چکیده:
Strawson’s conception of analysis as a ‘connective linguistic analysis’ makes it possible for him to achieve an indefinitely large range of ideas or concepts among them are certain numbers of fundamental، general and pervasive concepts or concept‐types which not only are pre‐theoretical or ahistorical، but also together constitute a structural framework only within which logic، ontology and epistemology is possible. He takes it as a foundation for this conclusion that logic، ontology and epistemology are three aspects of one unified enquiry (or trio) and strengthens it by this assertion that we can understand this unity through considering the fundamental operation of our language. In this paper، after tracing the line of development of Strawson’s philosophical idea of the trio and specifying the fundamental operation of our language (or the common thread which makes this unity possible)، we stipulate that it is by means of ‘connective linguistic analysis’ that Strawson was able to unify epistemology، ontology and logic.
خلاصه ماشینی:
"Such analysis, in opposition to ‘reductive atomistic analysis’, does not bound itself only to (formal) logical structure of language or logically independent elementary propositions and its simple-unanalyzable names or concepts, but by setting judgment (which is formed by combination of reference and predication) as the most fundamental operation of ordinary speech or ( if we use our analogy) as a single thread running in and through above-mentioned trio, and thereby by asking about the objects of that operation, it makes way for formation of unity between parts of that trio (i.
In this paper, after tracing the line of development of Strawson’s philosophical idea of the trio in his works and specifying the central concern of that trio, we stipulate that it is by means of ‘connective linguistic analysis’ that Strawson managed to unify epistemology, ontology and logic.
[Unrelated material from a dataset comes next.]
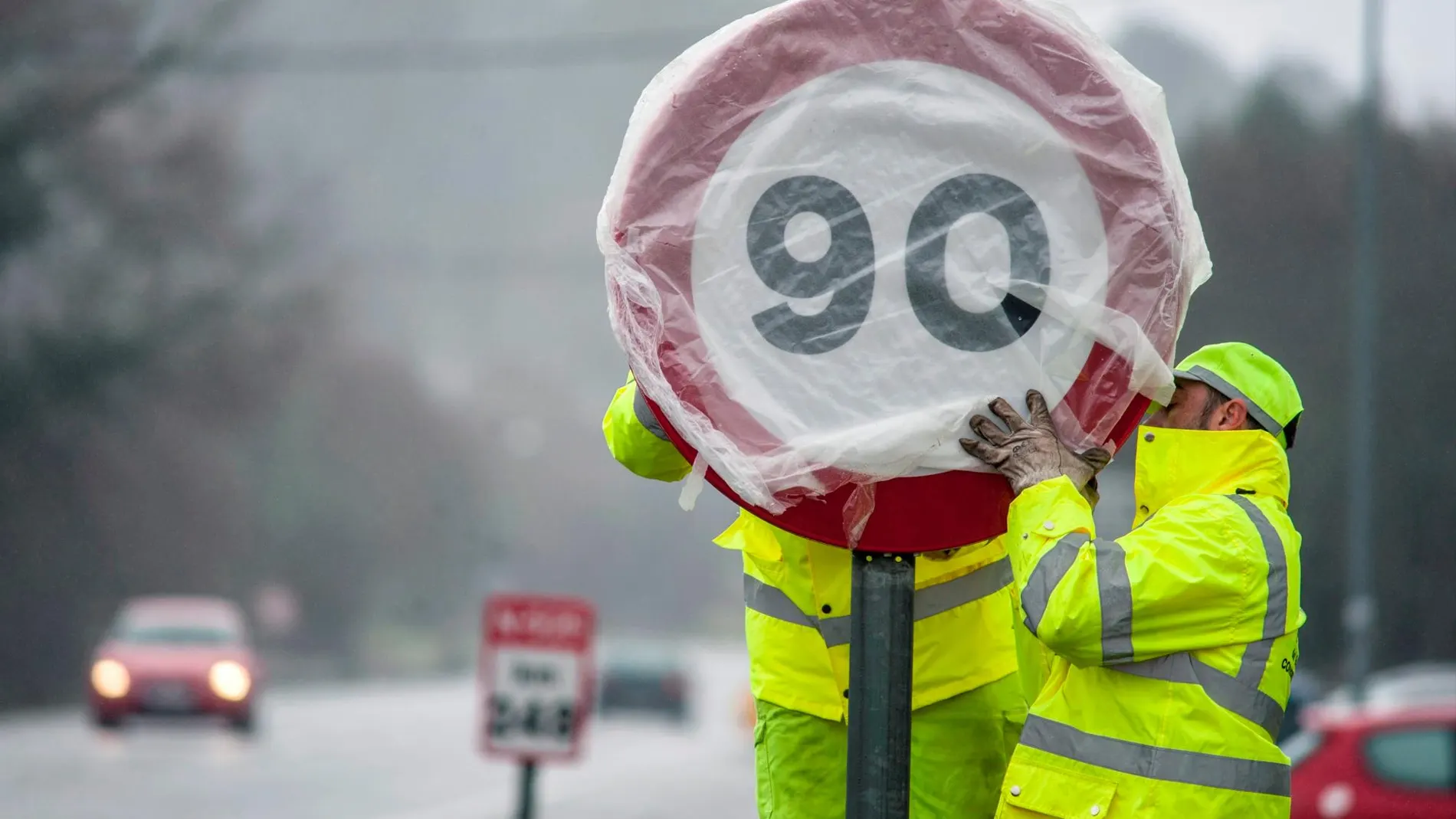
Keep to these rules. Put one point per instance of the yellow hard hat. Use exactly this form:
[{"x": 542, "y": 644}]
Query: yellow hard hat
[{"x": 1242, "y": 372}]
This is a basic combination that makes judgments possible and we can recognize it in current logic or ordinary speech as the combination of subject and predicate or reference and predication, in epistemology as the combination of sensibility and understanding, and in ontology as the combination of particular and universal.
It is through this kind of analysis that Strawson confronts an indefinitely large range of ideas or concepts among them are a certain number of fundamental, general and pervasive concepts or concept-types (for example, such concepts as space, time, body, person, object, event, mind, knowledge, truth, meaning, existence, identity, action, intention, causation, explanation, etc."